TransWikia.com

Why do I get two different values in heatmap and feature_importances?

Data Science Asked on January 3, 2021

I’m running a feature selection using sns.heatmap and one using sklearn feature_importances.

When using the same data I get two difference values.

Here is the heatmapenter image description here

and heatmap code

from matplotlib import pyplot as plt
import pandas as pd
import numpy as np
import seaborn as sns

training_data = pd.read_csv(
    "/Users/aus10/NFL/Data/Betting_Data/CBB/Training_Data_Betting_CBB.csv")

df_model = training_data.copy()
df_model = df_model.dropna()
df_model = df_model.drop(['Money_Line', 'Money_Line_Percentage', 'Money_Line_Money', 'Money_Line_Move', 'Money_Line_Direction', "Spread", 'Spread_Percentage', 'Spread_Money', 'Spread_Move', 'Spread_Direction',
                          "Win", "Money_Line_Percentage", 'Cover'], axis=1)

X = df_model.loc[:, ['Total', 'Total_Move', 'Over_Percentage', 'Over_Money',
                     'Under_Percentage', 'Under_Money']]  # independent columns
y = df_model['Over_Under']  # target column

# get correlations of each features in dataset
corrmat = df_model.corr()
top_corr_features = corrmat.index
plt.figure(figsize=(20, 20))
# plot heat map
g = sns.heatmap(
    df_model[top_corr_features].corr(), annot=True, cmap='hot')

plt.xticks(rotation=90)
plt.yticks(rotation=45)

plt.show()

Here is the feature_importances bar graph
enter image description here

and the code

import pandas as pd
import numpy as np
from sklearn.ensemble import RandomForestClassifier
import matplotlib.pyplot as plt
from sklearn.model_selection import StratifiedKFold
from sklearn.inspection import permutation_importance

training_data = pd.read_csv(
    "/Users/aus10/NFL/Data/Betting_Data/CBB/Training_Data_Betting_CBB.csv", index_col=False)

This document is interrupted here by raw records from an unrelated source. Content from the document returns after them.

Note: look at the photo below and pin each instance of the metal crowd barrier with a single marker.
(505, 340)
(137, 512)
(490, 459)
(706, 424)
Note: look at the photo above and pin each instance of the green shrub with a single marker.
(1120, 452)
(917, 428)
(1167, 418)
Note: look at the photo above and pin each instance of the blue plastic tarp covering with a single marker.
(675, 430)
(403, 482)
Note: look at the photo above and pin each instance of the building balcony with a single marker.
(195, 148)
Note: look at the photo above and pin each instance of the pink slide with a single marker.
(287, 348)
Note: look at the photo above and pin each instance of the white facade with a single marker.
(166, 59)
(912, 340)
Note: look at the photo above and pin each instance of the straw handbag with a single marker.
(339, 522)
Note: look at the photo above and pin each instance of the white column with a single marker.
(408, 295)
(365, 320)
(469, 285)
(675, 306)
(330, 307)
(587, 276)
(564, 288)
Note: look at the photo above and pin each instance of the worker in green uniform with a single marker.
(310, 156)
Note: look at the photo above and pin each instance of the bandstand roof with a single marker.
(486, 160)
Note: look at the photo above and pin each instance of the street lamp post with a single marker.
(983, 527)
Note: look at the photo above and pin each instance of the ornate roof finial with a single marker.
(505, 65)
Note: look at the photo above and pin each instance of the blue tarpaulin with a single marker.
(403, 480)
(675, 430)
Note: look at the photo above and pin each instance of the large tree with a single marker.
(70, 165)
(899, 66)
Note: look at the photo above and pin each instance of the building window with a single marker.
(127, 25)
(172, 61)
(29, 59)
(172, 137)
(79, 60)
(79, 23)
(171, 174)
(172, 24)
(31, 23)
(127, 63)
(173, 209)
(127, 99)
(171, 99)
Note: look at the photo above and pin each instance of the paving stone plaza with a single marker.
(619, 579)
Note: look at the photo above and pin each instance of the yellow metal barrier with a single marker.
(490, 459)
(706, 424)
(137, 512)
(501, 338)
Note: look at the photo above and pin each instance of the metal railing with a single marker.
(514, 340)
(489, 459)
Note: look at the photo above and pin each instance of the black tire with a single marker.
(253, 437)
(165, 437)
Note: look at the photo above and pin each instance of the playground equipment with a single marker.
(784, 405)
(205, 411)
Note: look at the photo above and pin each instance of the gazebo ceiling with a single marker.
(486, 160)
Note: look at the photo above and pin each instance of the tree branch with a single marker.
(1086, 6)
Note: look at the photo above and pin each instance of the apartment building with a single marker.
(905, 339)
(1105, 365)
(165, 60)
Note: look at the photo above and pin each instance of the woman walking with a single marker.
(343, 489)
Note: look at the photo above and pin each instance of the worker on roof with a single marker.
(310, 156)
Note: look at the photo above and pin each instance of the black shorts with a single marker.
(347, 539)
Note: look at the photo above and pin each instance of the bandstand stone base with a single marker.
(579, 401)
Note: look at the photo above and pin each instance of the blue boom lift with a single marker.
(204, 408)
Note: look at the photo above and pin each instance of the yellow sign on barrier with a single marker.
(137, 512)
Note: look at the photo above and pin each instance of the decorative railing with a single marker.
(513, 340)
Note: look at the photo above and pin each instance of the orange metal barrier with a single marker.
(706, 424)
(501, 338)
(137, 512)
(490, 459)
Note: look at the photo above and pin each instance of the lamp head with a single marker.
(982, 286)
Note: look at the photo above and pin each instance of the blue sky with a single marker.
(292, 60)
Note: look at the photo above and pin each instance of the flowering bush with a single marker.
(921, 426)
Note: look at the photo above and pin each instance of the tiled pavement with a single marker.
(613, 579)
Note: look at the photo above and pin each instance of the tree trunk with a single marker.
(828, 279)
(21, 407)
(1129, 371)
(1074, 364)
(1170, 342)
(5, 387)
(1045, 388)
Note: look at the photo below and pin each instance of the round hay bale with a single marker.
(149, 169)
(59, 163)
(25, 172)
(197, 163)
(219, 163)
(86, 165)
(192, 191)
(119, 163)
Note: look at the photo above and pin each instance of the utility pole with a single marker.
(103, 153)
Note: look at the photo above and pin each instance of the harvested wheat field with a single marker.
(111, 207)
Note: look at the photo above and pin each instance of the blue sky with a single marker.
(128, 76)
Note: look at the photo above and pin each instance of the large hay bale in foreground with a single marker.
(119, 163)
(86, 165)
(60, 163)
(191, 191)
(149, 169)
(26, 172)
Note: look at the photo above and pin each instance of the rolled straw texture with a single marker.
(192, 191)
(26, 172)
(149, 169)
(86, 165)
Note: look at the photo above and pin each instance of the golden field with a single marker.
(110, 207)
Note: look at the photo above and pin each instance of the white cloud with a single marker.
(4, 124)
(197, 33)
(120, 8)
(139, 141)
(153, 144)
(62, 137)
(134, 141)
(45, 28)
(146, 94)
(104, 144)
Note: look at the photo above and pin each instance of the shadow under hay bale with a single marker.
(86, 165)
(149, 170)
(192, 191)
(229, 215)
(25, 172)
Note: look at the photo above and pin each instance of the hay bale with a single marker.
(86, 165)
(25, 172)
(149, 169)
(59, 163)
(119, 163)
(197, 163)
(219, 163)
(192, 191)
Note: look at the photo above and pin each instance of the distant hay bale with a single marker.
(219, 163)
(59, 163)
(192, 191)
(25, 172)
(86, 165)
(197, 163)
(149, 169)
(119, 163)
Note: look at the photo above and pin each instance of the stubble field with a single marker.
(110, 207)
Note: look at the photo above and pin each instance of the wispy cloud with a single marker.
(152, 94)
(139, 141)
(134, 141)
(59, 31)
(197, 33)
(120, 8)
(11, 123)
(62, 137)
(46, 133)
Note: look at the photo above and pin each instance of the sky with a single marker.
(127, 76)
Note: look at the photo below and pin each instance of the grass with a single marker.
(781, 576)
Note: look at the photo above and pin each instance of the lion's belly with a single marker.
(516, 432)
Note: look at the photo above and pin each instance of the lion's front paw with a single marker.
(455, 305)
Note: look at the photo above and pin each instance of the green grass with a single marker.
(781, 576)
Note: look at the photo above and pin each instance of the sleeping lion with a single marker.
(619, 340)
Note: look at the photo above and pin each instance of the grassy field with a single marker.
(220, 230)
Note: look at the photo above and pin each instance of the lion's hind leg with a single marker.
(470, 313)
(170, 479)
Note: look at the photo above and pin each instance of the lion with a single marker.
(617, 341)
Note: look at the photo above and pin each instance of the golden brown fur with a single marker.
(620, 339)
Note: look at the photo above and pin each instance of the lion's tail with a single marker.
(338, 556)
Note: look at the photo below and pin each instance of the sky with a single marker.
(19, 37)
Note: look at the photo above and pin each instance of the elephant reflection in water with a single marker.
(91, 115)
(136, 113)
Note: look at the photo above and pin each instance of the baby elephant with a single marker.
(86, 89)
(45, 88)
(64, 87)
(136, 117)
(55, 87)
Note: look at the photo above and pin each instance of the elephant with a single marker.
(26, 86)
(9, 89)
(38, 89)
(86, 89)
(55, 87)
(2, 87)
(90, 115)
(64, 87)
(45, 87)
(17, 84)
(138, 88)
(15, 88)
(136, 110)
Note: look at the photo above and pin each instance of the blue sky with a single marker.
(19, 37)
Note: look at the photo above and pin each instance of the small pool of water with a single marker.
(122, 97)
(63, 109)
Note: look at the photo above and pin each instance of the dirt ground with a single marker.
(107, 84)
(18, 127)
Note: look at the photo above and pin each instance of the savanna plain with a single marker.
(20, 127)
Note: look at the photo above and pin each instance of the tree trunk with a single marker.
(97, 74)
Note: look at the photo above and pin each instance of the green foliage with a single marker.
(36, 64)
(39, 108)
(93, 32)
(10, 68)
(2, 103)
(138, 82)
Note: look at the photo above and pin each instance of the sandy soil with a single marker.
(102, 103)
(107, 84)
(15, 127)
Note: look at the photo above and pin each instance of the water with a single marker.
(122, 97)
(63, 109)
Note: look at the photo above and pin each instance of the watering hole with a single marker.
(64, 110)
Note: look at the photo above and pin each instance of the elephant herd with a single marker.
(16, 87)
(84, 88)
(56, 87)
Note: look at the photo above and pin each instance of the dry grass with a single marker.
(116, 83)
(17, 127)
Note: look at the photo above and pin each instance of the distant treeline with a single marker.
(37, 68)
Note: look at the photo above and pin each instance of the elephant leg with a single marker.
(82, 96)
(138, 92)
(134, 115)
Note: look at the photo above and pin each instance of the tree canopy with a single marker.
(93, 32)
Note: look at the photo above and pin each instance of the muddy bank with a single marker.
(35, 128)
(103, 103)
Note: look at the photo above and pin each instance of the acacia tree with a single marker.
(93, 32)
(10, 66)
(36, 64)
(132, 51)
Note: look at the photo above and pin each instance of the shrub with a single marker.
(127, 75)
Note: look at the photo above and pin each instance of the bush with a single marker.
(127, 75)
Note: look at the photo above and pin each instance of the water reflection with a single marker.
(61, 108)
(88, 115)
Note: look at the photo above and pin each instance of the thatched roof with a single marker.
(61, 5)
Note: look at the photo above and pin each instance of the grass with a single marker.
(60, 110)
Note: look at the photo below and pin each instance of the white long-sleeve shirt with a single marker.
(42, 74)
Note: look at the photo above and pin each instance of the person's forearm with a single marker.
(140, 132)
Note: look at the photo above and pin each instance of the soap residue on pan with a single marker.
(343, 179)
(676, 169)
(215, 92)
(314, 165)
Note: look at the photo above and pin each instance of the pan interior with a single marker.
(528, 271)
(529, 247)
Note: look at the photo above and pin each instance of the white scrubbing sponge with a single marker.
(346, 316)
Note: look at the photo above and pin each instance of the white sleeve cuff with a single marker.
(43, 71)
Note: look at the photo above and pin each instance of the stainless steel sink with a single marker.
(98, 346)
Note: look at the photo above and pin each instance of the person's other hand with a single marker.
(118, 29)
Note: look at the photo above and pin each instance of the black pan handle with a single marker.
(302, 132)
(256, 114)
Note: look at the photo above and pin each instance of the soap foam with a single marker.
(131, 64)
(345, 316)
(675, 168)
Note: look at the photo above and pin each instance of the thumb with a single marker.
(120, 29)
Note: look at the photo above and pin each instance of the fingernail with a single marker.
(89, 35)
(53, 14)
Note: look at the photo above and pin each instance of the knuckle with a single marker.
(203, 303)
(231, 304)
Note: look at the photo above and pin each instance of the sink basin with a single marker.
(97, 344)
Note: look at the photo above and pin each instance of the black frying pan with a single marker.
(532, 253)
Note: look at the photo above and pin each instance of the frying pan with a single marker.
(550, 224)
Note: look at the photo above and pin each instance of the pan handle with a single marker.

df_model = training_data.copy()
df_model = df_model.dropna()

X = df_model.loc[:, ['Total', 'Total_Move', 'Over_Percentage', 'Over_Money',
                     'Under_Percentage', 'Under_Money']]  # independent columns
y = df_model['Over_Under']  # target column

model = RandomForestClassifier(
    random_state=1, n_estimators=100, min_samples_split=100, max_depth=5, min_samples_leaf=2)

skf = StratifiedKFold(n_splits=2)

skf.get_n_splits(X, y)

StratifiedKFold(n_splits=2, random_state=None, shuffle=False)

for train_index, test_index in skf.split(X, y):
    X_train, X_test = X.iloc[train_index], X.iloc[test_index]
    y_train, y_test = y.iloc[train_index], y.iloc[test_index]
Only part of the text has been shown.